Скучно. И все это сбылось, но по-другому. Намного интересней.

Это дар

Раньше собор стоял прямо у моря, и казалось, его отражение – это второе здание под водой. Потом перед зданием насыпали набережную, но жителям города не понравилась перемена. Тогда придумали это искусственное озеро, и храм снова обрел свое зеркало.

Собор манит десятками готических башенок, витражными розами. Хочется рассматривать его детали, сидеть внутри в тишине, разглядывать интерьер, реставрированный Гауди, с огромным сказочным паникадилом, напоминающим эльфийскую корону.

Я слушаю о завоевании испанского острова арабами, а потом снова испанцами. И вдруг раздается шипение:

– Скоро это кончится?

Маша рвет мою руку, но экскурсия только началась. Дочь карабкается мне на спину, щипает, кусает, строит устрашающие рожи. Федя сидит в коляске, спокойный и счастливый.
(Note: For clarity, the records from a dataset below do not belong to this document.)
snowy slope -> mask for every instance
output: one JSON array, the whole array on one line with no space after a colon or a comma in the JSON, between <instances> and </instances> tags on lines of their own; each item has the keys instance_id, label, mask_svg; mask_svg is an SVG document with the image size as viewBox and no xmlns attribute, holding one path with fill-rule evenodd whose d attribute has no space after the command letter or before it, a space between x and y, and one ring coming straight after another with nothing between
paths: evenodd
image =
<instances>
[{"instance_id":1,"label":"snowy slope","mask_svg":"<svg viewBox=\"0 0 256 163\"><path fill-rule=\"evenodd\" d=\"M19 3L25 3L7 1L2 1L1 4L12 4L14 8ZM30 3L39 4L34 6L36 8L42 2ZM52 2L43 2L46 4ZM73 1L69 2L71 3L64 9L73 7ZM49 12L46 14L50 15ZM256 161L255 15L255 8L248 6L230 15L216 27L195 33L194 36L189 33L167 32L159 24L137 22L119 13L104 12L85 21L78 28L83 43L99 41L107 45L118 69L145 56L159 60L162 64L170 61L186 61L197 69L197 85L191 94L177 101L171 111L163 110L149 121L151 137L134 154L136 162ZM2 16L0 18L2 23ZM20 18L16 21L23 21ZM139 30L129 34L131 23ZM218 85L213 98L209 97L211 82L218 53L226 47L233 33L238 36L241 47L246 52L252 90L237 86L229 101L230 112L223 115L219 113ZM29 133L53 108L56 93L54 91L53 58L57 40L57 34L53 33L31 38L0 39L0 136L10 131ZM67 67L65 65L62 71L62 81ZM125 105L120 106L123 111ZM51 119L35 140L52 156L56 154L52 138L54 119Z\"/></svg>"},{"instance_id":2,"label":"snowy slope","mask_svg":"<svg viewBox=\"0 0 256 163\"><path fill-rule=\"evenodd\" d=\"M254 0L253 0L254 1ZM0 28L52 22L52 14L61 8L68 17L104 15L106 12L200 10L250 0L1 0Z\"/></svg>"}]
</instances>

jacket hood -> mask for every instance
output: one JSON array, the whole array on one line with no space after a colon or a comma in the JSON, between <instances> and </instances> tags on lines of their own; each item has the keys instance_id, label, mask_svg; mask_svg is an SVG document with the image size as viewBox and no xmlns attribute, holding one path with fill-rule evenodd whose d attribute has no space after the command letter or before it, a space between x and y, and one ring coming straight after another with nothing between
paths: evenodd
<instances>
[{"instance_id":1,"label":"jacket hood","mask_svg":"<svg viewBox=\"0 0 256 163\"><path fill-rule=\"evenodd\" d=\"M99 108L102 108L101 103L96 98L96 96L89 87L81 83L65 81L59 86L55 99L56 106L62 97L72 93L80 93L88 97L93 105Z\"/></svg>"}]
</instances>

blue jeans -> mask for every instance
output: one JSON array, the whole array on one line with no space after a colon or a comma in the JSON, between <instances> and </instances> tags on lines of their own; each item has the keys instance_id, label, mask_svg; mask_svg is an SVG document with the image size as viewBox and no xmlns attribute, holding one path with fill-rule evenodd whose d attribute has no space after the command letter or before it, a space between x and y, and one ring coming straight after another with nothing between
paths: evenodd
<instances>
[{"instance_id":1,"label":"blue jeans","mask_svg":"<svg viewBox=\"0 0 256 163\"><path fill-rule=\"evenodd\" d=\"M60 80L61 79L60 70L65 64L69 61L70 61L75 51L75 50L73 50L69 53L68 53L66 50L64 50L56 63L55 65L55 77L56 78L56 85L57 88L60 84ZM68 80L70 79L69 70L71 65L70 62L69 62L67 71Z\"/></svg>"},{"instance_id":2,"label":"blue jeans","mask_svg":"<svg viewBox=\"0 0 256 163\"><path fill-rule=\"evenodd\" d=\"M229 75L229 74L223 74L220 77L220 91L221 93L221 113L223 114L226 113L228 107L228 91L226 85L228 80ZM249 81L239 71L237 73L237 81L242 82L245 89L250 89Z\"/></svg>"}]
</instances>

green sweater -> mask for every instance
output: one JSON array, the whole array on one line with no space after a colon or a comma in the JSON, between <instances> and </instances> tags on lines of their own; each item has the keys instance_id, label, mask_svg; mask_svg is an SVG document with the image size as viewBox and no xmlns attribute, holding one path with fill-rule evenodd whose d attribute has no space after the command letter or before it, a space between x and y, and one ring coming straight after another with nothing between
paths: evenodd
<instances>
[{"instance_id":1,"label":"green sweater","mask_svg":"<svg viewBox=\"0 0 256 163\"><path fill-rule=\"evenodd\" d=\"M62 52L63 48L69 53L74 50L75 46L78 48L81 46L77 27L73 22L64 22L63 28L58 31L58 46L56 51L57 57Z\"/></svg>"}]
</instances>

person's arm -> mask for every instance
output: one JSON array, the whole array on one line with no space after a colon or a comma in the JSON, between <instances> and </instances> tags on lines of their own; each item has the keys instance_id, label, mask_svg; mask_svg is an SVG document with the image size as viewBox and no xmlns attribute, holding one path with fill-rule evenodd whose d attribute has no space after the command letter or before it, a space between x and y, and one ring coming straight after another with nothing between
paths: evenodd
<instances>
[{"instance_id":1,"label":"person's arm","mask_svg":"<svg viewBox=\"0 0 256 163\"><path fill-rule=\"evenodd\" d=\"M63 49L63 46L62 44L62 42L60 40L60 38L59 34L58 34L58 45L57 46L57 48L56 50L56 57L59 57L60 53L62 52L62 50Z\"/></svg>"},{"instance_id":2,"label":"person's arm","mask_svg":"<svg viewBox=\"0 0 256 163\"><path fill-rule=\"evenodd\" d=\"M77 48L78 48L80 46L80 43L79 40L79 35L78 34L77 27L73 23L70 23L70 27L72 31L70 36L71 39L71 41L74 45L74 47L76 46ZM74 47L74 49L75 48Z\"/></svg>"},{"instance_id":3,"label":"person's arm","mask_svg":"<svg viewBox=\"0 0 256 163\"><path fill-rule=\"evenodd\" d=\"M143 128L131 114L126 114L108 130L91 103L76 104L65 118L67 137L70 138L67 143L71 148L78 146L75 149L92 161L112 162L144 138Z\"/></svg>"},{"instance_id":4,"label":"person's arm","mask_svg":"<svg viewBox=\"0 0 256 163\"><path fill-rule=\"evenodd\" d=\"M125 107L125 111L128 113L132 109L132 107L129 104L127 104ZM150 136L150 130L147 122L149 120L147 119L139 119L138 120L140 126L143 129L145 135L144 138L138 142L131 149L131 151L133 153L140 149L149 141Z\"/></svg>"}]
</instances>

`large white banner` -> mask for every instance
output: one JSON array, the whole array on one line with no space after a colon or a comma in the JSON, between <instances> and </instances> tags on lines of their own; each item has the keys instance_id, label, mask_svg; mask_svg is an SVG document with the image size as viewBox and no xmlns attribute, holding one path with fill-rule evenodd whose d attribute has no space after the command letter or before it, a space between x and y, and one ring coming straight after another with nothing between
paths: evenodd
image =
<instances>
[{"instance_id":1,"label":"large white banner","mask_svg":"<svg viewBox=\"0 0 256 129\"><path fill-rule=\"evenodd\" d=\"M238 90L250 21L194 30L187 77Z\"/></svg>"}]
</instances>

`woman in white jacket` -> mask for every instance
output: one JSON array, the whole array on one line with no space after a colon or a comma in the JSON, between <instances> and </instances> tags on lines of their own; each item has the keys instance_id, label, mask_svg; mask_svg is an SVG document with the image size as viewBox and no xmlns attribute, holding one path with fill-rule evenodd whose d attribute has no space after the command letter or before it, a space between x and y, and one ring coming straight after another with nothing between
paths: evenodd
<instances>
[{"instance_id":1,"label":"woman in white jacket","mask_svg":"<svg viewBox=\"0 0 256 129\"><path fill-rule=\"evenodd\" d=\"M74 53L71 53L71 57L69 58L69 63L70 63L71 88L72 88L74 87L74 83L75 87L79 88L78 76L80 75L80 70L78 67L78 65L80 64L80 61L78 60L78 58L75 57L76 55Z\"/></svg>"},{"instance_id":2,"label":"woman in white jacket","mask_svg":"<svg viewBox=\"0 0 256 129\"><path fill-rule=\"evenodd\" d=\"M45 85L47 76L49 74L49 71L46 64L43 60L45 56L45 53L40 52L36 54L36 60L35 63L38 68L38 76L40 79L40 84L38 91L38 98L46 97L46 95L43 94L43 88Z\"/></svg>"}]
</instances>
Мы гуляем с гидом еще три часа. Я то и дело беру уставшую двадцатикилограммовую дочку на руки. Успокаиваю ее, пытаюсь отвлечь, найти что-то, что ей может быть интересно. Стараюсь абстрагироваться, но то и дело слышу:

– Ну долго еще? Мне НИЧЕГО здесь не нравится, НЕТ, это некрасиво!


Может, лучше нам было сидеть у бассейна или купаться в море всю неделю? Но хотелось, приехав на Майорку, погулять по столице.


Мне хочется наслаждаться прогулкой, интересным рассказом гида, но сложно отделить свои эмоции от чувств недовольного ребенка. А еще я пытаюсь скрыть ее поведение от мужа, чтобы не вызвать у него вспышку гнева. Я не наслаждаюсь, а страдаю вместе с Машей, а может, еще сильнее, чем она. Просто я делаю это молча. И если бы я верила в то, что Бог наказывает, я бы сочла характер своего ребенка за персональное наказание. Но мой Бог не такой. Он сказал, что «иго его благо, и бремя его легко». Но как мне вырастить этого ребенка? Где найти силы? Как жить свою жизнь, если она поставлена на паузу на следующие десять лет? «Дело не в тебе, – отвечает мне добрый внутренний голос. – Ей правда тяжело сейчас, ей нужна помощь. Дети ведут себя хорошо, когда могут».


На обратном пути мы заруливаем в городок Вальдемосса, где жили Фредерик Шопен с Жорж Санд: узкие мощеные улочки, песочного цвета каменные дома, покрытые паутиной вьюнка, с черепичными крышами. У Маши истерика, переходящая в грандиозный скандал, все-таки включающий в себя и мужа. Она ругается, проклиная меня, этот город, дорогу, идущую в гору. Я чувствую окончательное бессилие: отвлечь, поговорить, уговорить, зашутить, построжить – все краски моей родительской палитры истрачены. И я не могу отвлечься от этой бури, не могу развернуться и уйти, хотя мне этого хочется. Меня больше нет, соленые липкие слезы стекают уже по моим щекам. Но именно сейчас нужно обнаружить себя. Дышать, почувствовать опору под ногами, вспомнить, что я взрослая и что истерика не у меня. Вернувшись к себе, я сверяюсь: а чего я хочу? Мне плохо, мне очень-очень грустно. В таких случаях обычно помогает кофе. А детям нужен перекус. Глубоко вздыхаю и обнимаю заплаканную Машу:

– Я все равно тебя люблю, хоть ты и злишься, ты же моя дочка.

– Мы тебя любим, – добавляет муж.

Мы заваливаемся в первое попавшееся за поворотом кафе и покупаем детям по сладкой булочке, а себе кофе. Маша успокаивается: нет больше криков, иссяк поток ядовитых слов. Она прижимается щекой к моей руке:

– Я люблю тебя, мамочка.

Нет, Маша не наказание, а подарок. Сладко-горькая микстура для моего взросления – легкое бремя.

Тазовое предлежание

До тридцати недель Маша лежала у меня в животе поперек, как в люльке. А затем повернулась головой вверх.

– Предлежание тазовое. Ну ничего, успеет еще перевернуться, – вздыхала врач из женской консультации. – Говорите с ней, уговаривайте!